The issue centered around a photo of Boebert from 2019 outside of the Colorado State Capitol that featured members of right-wing militia groups, some of whom were flashing a sign of “3-Percenters.” The militant group erroneously believes only 3% of American colonialists fought back against the British during the Revolutionary War, according to the Anti-Defamation League.
The image resurfaced following the insurrection at the U.S. Capitol building on Jan. 6 by supporters of former President Donald Trump, with some falsely claiming on social media that the men pictured were rioters and that Boebert gave them a tour of the Capitol prior to the assault.
Boebert has adamantly denied she gave any such tours, and publicly blasted some Democratic members of Congress who suggested she did.
Godes shared the image of Boebert on his mayoral Facebook account once it resurfaced. In the post, Godes quoted his mother, who told him that he was judged by the company he kept.
“These are not the people I know who live in western Garfield County or Glenwood Springs,” Godes wrote in the post. “Please Congresswoman, for the sake of your actual constituents, keep better company.”
Five people were killed in the Jan. 6 riots. Multiple people have called for Boebert’s resignation for comments she made on Twitter prior to, during and after the insurrection. Democratic party chairs from across the state, including Garfield County, have called for a congressional investigation into her ties to militia and white supremacist groups.
Godes said the post criticizing Boebert was up for 12 hours and that he received numerous hate comments and even death threats in its wake. He ultimately disabled his entire Facebook account due to the intense negative reaction, adding that he even took the death threats to the police.

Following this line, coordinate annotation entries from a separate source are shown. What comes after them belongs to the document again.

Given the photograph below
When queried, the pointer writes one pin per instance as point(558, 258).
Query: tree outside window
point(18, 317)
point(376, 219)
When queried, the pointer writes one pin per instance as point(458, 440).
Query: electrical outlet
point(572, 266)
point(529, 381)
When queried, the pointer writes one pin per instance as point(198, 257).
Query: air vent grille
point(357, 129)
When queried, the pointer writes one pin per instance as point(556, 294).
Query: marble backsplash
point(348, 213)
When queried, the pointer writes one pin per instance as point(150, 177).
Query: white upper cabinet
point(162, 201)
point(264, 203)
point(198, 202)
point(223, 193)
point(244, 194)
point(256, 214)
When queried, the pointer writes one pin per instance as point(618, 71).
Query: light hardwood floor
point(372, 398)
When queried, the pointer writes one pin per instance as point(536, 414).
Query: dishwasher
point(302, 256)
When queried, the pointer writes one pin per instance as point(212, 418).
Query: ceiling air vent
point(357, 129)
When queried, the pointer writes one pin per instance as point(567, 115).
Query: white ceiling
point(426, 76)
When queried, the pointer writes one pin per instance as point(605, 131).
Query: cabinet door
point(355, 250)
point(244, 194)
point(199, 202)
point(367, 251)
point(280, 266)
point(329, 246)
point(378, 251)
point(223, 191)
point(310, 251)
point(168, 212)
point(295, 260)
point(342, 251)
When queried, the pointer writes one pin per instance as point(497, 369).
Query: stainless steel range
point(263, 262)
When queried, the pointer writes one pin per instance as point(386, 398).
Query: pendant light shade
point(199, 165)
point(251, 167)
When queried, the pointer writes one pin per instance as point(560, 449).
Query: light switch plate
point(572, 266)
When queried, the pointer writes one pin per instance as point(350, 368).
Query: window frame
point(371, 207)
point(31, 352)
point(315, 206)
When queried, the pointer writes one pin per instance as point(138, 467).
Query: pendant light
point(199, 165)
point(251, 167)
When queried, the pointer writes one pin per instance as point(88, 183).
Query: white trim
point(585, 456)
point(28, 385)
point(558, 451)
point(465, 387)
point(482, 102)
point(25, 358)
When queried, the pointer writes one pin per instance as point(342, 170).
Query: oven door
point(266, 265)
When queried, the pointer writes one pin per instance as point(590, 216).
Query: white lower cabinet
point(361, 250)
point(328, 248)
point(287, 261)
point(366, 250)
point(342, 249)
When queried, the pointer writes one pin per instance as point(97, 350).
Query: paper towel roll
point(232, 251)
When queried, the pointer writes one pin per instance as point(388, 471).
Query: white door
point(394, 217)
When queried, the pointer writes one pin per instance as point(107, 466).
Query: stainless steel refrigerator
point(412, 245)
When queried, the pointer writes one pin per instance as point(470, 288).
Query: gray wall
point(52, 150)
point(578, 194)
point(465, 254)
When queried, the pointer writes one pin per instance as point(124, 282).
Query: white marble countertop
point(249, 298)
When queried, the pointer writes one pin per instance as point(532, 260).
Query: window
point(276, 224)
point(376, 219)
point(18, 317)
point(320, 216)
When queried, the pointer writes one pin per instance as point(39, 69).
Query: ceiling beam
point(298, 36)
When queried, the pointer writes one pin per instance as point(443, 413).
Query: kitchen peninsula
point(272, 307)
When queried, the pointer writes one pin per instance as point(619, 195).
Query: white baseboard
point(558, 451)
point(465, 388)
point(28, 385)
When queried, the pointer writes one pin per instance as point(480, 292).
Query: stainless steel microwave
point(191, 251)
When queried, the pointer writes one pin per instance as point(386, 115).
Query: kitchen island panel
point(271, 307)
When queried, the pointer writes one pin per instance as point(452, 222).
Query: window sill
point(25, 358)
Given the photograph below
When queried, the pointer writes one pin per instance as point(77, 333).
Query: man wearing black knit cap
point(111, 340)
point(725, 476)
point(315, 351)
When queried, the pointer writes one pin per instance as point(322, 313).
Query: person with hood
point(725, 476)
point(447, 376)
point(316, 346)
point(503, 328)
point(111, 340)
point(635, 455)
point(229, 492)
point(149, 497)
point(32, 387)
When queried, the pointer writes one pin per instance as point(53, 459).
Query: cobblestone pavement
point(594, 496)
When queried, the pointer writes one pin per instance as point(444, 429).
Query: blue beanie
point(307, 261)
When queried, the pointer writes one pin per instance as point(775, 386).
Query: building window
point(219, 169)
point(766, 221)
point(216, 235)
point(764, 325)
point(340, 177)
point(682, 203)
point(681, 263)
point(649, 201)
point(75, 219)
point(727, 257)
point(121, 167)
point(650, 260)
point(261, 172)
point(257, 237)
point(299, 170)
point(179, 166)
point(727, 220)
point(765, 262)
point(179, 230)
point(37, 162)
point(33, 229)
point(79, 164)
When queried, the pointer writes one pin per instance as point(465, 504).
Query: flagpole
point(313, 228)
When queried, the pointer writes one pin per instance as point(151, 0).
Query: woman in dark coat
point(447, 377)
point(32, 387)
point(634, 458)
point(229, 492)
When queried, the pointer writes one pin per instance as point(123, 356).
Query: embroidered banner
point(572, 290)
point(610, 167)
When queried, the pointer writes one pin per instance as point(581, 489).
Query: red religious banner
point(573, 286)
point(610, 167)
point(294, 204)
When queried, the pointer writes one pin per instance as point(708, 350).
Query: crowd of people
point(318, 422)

“As an elected official in a community that is represented by the congresswoman, I felt it was important to make a clear distinction that these people and these hand signs do not represent the citizens of Glenwood Springs,” Godes said during the council meeting.
He apologized for potentially misidentifying the hand signals and for any other possible misunderstandings that came from the post.
However, Godes was adamant about condemning white supremacy, the Capitol attack, anti-government militia groups and Boebert’s tweets and “rhetoric that might have inspired the insurrection.”
He also noted he wasn’t responsible for the post going viral and that it had been circulated by a Denver news anchor who has more than 120,000 followers on Twitter and other Colorado news publications.
Garfield County resident Sherronna Bishop was the only person who spoke during the public comment portion of the council meeting, using her three minutes to condemn Godes’ social media post and apology.
“The original posts that you made … you immediately connected them to trigger words like ‘white supremacists’ and ‘Nazis’ and ‘terrorists,’” she said. “When you did that, mayor … you have drawn all kinds of parallels falsely. You have again, without discretion, without really considering what your role is as the mayor of Glenwood Springs, you’ve put people in harm’s way.”
Bishop added that the post about Boebert went viral after Godes’ remarks on social media, saying it started because of his dislike or hatred for Boebert.
She concluded with a reminder that Glenwood Springs elections were upcoming, and Godes should know there will be consequences for his actions.